Sunday, 4 October 2009

The Davos Plan


I devised a plan for our Davos debate this week, although you can guarantee the title and format will change as I work with the forum and the gender equality project to tweak and re-tweak. Here are some excerpts from the summary document. Ideas welcomed! (This picture is from last year's CNBC Davos debate with Maria Bartiromo, of whom I'm a huge fan.)



NEW LEADERSHIP DNA: Could women be the next decade’s profit playbook?


  • I'm told a UN report concludes that if we progress towards gender equality at the current rate we will reach it just beyond the year 4000. I'm not that patient.

  • Asking organisations to address the problem because it’s the right thing to do hasn’t worked. We need a new strategy.

  • Women often distance themselves from gender discussions in the workplace because they’re considered distractions from the company’s critical mission. It’s time to change the conversation.

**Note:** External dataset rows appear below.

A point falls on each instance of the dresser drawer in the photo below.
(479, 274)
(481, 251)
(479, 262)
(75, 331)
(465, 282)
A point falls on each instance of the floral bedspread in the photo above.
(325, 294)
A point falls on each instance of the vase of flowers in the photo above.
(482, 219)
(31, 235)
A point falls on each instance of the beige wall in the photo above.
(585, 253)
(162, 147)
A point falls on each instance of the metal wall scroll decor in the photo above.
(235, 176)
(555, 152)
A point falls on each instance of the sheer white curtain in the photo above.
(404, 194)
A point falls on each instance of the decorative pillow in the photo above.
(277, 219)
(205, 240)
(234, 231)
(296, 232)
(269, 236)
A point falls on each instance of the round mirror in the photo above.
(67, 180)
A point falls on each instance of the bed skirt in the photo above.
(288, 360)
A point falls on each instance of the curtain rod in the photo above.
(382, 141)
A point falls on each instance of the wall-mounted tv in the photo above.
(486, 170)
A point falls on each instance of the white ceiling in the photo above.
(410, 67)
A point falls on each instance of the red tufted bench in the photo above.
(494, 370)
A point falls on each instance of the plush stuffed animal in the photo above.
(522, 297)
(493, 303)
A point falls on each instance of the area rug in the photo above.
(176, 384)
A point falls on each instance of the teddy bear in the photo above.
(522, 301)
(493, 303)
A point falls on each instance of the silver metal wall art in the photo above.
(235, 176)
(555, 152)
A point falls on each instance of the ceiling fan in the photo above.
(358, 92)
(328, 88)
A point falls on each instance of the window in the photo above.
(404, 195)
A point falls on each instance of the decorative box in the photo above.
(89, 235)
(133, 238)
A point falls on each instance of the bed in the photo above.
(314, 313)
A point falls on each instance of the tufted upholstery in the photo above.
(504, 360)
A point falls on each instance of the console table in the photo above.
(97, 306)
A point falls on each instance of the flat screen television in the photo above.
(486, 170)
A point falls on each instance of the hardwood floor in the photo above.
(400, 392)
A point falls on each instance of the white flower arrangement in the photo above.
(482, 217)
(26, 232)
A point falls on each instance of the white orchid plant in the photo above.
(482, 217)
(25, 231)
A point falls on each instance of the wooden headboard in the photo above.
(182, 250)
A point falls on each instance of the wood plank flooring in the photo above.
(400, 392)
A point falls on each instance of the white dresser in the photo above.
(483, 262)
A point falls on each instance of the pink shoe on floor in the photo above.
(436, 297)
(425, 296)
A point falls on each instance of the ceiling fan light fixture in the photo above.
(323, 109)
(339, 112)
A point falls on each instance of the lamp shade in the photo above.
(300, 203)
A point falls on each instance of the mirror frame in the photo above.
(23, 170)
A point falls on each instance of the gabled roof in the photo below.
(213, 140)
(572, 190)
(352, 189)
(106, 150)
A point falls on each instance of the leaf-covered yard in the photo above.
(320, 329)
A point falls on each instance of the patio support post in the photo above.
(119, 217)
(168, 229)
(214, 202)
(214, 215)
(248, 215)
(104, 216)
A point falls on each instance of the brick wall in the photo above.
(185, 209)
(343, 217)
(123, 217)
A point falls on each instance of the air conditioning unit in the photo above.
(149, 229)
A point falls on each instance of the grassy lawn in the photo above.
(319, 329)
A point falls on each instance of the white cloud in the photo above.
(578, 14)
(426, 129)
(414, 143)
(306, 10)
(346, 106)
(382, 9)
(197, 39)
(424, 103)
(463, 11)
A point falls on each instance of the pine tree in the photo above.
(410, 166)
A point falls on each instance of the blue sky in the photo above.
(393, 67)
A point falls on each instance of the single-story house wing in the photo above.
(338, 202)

CNBC, the World Economic Forum’s Gender Parity Programme and the Gender Equality Project co-founded by Nicole Schwab and Aniela Unguresan are joining forces in Davos 2010 to prove parity equals profits. We’re challenging two talented debating teams to pitch their best ideas for convincing CEOs that gender equality pays dividends and we’re encouraging them to inspire and entertain delegates in the process. CNBC will televise the debate as a half-hour Davos special, air it globally, stream it on CNBC.com and rotate highlights in primetime for a fortnight after the event. The debate will be energetic, enjoyable and inclusive: We’ll approach the subject from a profit-seeking perspective and dispel the myth that gender equality is simply a woman’s issue.

The Format

CNBC is compiling two teams of business and political leaders – one all female and the other all male - and challenging them to try to convince CEO delegates that gender parity delivers profits. We’ll also ask them to devise game changing ideas for popularising gender equality within the workplace. We want strategies for making gender equality an exciting top priority and making ‘more women in the boardroom’ the enlightened new innovation of high-performing corporations.

While the male team presents its ideas, the female team will sit in a sound-proofed room then the female team will have its turn.

Throughout the challenge, our high-powered jury and opinionated audience will question, critique and applaud the ideas and eventually vote on which of them should be adopted by global corporations.